Le mie prime impressioni sono positive. L’essere venuto a Vancouver rappresenta un sogno e una sfida personale, un’avventura che ho deciso di intraprendere di mia spontanea volontà. Sono felice di trovarmi qua, la città si è riconfermata affascinante e interessante come me la ricordavo, piena di spunti e attrazioni da ogni angolo per tutti i gusti. Sono riuscito nel giro di una settimana a trovare un alloggio e anche un lavoro che per ora mi piace e mi stimola.

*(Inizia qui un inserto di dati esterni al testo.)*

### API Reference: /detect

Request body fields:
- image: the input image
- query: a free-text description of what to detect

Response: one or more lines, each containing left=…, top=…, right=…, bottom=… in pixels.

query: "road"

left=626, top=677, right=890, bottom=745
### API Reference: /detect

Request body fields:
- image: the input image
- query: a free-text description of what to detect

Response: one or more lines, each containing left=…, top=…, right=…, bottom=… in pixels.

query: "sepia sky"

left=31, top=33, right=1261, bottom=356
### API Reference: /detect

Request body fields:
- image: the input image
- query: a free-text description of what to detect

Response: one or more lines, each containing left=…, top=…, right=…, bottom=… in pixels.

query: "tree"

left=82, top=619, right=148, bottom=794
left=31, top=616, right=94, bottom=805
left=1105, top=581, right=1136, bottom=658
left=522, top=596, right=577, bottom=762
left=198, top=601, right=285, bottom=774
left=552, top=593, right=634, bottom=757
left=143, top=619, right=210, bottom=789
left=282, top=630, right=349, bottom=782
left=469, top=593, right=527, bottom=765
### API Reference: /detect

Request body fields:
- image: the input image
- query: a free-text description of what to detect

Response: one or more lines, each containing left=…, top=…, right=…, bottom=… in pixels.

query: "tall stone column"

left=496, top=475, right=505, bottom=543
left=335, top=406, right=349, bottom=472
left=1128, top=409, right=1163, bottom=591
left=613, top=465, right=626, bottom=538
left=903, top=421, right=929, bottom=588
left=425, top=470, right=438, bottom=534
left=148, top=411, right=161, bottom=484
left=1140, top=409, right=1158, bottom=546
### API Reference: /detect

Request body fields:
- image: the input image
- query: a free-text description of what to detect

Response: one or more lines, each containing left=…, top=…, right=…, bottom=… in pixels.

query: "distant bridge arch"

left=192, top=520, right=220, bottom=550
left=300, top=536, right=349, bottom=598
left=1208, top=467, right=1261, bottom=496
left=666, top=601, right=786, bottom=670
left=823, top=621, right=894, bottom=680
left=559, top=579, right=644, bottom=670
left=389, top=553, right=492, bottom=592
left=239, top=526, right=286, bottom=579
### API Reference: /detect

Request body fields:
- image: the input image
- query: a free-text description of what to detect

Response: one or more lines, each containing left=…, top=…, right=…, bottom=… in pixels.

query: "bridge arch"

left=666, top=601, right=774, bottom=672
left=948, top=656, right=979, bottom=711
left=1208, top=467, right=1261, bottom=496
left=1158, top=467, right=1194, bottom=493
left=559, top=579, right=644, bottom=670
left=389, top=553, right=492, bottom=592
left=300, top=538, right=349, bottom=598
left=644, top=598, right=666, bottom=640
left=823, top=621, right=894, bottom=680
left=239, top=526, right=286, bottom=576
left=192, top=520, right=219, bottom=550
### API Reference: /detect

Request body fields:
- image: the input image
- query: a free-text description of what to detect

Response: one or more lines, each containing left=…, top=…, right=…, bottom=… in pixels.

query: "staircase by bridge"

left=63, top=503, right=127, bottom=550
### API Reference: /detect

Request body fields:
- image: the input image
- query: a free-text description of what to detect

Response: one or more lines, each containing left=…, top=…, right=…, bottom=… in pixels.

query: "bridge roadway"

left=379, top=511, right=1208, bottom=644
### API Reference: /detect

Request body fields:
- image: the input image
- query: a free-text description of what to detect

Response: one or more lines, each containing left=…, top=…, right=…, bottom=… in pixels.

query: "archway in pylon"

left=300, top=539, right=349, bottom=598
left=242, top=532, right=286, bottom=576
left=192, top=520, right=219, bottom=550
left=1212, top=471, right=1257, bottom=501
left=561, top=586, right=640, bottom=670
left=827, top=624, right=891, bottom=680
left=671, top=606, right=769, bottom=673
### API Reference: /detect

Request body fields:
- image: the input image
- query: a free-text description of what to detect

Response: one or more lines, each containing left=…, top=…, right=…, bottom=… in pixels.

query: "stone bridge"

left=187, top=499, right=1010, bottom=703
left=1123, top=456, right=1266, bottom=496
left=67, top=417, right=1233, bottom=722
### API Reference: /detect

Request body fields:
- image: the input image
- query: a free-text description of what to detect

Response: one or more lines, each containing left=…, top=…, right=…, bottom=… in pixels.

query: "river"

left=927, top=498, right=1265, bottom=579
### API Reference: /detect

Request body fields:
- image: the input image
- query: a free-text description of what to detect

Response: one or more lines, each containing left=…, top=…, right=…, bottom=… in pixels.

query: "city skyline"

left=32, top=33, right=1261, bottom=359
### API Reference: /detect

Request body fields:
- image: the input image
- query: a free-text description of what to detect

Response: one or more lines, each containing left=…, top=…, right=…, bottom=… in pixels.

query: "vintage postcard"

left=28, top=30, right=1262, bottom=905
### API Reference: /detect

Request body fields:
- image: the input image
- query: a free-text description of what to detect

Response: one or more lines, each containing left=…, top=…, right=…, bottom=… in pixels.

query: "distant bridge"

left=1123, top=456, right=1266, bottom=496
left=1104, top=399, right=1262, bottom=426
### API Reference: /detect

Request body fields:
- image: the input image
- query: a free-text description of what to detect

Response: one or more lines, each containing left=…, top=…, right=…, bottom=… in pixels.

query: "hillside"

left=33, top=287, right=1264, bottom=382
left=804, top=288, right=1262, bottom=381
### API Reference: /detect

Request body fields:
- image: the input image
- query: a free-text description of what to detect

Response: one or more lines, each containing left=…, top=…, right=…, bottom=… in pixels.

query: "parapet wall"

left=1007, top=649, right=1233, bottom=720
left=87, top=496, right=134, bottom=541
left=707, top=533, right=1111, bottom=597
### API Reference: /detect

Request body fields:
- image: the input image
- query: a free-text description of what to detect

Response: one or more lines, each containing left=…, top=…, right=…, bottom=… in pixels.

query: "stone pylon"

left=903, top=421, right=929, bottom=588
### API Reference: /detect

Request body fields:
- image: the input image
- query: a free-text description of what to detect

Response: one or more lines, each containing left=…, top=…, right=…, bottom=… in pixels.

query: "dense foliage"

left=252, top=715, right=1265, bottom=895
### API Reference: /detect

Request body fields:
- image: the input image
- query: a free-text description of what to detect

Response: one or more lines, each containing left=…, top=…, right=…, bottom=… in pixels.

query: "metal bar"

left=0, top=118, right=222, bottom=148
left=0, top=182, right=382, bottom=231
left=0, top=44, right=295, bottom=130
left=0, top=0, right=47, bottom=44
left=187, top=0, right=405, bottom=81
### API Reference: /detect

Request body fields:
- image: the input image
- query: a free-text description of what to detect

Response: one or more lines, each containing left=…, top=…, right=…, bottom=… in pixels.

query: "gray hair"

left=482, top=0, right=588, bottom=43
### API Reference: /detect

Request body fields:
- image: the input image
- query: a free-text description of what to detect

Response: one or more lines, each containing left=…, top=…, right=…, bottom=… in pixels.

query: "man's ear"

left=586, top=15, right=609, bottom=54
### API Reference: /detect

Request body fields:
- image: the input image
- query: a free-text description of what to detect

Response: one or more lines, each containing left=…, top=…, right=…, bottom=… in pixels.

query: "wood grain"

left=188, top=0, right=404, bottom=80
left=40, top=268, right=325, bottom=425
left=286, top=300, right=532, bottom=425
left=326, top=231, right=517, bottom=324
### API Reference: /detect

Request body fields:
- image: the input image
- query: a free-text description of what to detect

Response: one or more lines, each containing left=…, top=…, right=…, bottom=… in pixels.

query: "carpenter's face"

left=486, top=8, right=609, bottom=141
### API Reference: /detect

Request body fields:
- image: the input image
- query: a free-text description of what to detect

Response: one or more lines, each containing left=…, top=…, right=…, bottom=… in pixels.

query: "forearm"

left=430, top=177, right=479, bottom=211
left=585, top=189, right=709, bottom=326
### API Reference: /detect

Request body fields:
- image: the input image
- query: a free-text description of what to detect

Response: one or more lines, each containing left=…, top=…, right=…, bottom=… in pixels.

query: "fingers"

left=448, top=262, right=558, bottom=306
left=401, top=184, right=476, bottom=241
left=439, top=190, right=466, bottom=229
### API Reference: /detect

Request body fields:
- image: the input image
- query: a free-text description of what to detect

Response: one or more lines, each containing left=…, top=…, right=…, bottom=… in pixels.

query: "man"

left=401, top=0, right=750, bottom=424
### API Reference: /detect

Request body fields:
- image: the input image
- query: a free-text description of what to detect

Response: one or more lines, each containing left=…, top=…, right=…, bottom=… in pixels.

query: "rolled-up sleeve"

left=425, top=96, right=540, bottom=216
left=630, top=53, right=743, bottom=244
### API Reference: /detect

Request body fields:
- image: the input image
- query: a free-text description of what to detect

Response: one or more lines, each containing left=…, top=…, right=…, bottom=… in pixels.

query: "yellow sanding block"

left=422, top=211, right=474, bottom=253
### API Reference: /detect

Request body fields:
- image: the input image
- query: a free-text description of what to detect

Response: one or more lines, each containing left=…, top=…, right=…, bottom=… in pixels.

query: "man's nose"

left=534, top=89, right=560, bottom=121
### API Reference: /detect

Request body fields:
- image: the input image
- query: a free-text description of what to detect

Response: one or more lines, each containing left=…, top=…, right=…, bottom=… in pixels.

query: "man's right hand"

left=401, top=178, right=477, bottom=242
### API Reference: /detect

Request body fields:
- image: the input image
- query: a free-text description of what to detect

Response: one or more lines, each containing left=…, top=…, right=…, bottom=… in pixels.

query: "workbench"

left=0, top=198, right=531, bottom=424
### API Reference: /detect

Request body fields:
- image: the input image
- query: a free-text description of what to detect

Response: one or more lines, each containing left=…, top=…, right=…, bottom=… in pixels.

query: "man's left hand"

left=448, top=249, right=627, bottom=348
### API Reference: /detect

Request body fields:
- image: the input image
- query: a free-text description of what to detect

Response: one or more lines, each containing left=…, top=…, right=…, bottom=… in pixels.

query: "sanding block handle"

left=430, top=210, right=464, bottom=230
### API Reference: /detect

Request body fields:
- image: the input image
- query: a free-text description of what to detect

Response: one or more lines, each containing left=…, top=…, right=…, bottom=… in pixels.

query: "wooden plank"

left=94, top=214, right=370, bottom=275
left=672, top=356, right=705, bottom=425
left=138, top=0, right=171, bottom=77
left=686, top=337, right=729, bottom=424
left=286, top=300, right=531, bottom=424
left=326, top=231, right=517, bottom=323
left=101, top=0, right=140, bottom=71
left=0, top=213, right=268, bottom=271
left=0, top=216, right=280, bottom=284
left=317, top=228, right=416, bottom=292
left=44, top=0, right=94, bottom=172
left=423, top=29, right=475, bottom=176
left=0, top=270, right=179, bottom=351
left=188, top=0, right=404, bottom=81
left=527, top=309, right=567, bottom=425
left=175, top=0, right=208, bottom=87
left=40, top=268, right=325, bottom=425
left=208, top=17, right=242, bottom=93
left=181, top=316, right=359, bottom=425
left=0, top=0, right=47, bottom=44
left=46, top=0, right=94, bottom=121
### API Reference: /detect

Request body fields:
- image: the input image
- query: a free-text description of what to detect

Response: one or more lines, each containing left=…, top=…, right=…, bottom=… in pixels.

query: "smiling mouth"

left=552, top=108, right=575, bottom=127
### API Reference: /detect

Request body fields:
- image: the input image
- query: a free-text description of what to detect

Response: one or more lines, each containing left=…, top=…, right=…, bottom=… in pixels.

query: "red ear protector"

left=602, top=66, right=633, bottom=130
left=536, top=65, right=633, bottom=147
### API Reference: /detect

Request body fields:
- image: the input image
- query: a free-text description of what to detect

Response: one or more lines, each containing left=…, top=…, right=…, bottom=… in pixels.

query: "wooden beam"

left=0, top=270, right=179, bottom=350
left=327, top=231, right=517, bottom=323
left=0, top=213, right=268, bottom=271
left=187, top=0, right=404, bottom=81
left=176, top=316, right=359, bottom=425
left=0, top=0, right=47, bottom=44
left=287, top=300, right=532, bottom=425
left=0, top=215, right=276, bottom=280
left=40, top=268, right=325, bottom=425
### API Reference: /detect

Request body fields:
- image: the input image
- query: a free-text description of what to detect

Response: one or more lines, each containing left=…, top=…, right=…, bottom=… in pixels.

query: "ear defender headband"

Molte persone prima di partire mi hanno chiesto se sarei mai tornato e se il trasferimento in Canada fosse per sempre o meno. La parola per sempre è una parola molto impegnativa. Se c’è una cosa che ho imparato nella vita, specialmente in questi ultimi anni, è che la vita è imprevedibile, e molto spesso alcune cose non si possono pianificare, perché il nostro percorso in qualche modo è già stato tracciato. Vorrei potermi fermare in Canada per un po’, per vedere come le vanno cose. Se le cose vanno bene, chissà, potrei anche pensare di stabilirmi qua in maniera definitiva, altrimenti rimango sempre aperto a nuovi viaggi e a nuove mete.
L’Italia è il mio paese, la mia patria, e sono contento e fiero di essere italiano. Forse l’unica cosa che il mio paese potrebbe fare per far sì che molti giovani non scappino via è quella di offrire un po’ più di stabilità e crescita dal punto di vista lavorativo.